The US healthcare system is a monument to perverse incentives, unintended consequences and political inertia. It is astonishingly bad — indeed, it’s so astonishingly bad that even people who believe it’s bad don’t appreciate quite how bad it is. ... Reforming American healthcare will require an almighty effort. With politics gridlocked and soaking in lobbyist money, it’s not obvious that the US government is capable of running the kind of healthcare system that works elsewhere — even if Congress decides to try. But try it must, because the status quo is a tragedy. US healthcare is literally killing people, Tim Harford, Financial Times, 13 JulyIt's not just healthcare. Our political systems are comprised of, and help to sustain, institutions of all kinds that start out as well intended but, almost inevitably, become fossilised. They invest too much, emotionally and financially, in ways of doing things that might have been efficient at one point, but then become outdated as society and technology change. Eventually their overarching raison d'etre becomes that of self perpetuation. They become adept at resisting threats to their survival. In the private sector competition is supposed to keep businesses on their toes, but too often the smaller enterprises are smothered by big business which, with its pals in government, regulates them out of existence. Nevertheless, there are still parts of the private sector where competition does its work, and creative destruction goes on.
It's much worse in the public sector or, rather, in the provision of social and environmental services, where people have much less information and power than service providers (healthcare) or where competition otherwise cannot operate effectively. The vested interests are government bodies, trade unions, big companies or, more and more these days, NGOs and charities. All have entrenched hierarchies and ways of doing things, and tend to resist changes that threaten their existence. So we get monstrosities like US healthcare, or the EU's Common Agricultural Policy, both of whose corrupt lunacies have been well documented for decades but about which little of significance has been done.
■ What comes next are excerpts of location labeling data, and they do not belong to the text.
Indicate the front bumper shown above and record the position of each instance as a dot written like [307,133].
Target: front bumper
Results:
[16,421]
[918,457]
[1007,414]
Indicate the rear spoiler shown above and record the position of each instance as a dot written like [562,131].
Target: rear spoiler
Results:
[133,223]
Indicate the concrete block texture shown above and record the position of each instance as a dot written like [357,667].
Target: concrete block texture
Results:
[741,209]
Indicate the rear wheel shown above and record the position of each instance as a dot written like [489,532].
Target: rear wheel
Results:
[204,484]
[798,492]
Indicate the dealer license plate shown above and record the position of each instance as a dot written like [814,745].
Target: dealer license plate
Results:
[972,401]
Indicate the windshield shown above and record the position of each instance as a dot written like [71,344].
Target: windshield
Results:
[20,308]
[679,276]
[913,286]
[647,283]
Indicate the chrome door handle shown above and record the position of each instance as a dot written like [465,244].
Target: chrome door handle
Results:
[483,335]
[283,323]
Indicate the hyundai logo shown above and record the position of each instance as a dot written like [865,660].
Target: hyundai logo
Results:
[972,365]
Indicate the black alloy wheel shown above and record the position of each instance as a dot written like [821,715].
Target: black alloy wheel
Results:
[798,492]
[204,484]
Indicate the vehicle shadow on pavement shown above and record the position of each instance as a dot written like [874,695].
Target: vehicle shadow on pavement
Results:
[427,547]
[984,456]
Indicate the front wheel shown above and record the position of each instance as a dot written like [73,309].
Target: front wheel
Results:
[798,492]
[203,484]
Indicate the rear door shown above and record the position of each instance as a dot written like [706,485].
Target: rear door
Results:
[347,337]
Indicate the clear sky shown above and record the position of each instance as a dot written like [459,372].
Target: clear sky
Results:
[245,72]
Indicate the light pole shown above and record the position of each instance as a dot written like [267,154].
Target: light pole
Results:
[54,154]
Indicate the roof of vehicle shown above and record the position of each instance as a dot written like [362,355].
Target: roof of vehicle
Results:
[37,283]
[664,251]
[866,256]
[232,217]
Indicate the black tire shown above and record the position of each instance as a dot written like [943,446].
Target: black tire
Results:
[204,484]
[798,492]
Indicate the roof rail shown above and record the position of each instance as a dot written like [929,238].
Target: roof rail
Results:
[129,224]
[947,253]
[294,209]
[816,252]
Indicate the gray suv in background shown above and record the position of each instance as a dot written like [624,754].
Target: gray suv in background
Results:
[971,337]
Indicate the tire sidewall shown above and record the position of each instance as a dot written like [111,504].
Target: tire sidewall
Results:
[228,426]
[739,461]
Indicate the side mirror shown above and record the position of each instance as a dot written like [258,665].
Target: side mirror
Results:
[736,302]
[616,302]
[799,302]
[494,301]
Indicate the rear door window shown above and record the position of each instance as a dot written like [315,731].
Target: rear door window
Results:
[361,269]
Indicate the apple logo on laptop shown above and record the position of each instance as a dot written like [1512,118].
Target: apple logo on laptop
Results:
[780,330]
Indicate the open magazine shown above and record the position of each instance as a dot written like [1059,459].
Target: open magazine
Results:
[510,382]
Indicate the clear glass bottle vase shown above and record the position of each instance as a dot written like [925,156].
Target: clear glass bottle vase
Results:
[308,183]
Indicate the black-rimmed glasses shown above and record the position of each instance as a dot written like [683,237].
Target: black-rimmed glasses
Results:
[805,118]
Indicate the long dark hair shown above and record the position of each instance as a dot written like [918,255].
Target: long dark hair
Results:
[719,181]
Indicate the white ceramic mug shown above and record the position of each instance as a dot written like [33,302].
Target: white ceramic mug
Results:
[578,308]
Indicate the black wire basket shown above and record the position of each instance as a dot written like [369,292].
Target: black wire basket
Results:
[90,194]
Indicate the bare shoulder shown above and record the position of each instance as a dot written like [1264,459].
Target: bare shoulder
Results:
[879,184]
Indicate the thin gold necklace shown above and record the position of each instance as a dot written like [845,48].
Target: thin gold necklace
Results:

Social Policy Bonds might be the answer. They would inject competition into the solution of our social and environmental problems. They would lead to the creation of new sorts of organisation, comprising protean coalitions whose every activity would be aimed at achieving society's goals with maximum efficiency. They would have incentives to ensure inefficient approaches would be terminated - not, as nowadays, bailed out with eye-watering sums of taxpayers' money in order to save the face of their instigators.
To focus on health specifically: we need to reward the achievement of successful health outcomes, which, for a country, should be a combination of variables, each of which will have to fall into a specified range before the targeted outcome can be deemed achieved. The variables would be likely to include: longevity, Quality Adjusted Life Years, infant mortality and other objective data. Consider how far removed are the incentives in current healthcare systems - not only in the US - from rewarding good health. Today's incentives are, essentially, to screen, test and intervene - whether or not the intervening does any good at all. There's more about the application of the Social Policy Bond concept to health here.
More generally, a bond regime would undermine the powerful institutions in the public- or private sector, whose existence is predicated on blocking reform. To give these bodies time to reform, and to shift their goal from self-perpetuation to serving the public, the bonds could be phased in over time, as I describe in chapter 4 of my book (all chapters downloadable free of charge here). Social Policy Bonds, at first sight, seem a radical, even zany, approach to the solution of the problems that we face. The question, though, is whether there's anything better. In health, the environment, nuclear proliferation, violence in poor countries, to take obvious examples, the challenges are huge and urgent, and it would doubtless be difficult to overcome the obstacles to progress. But, as Mr Harford would say: try we must, because the status quo is a tragedy.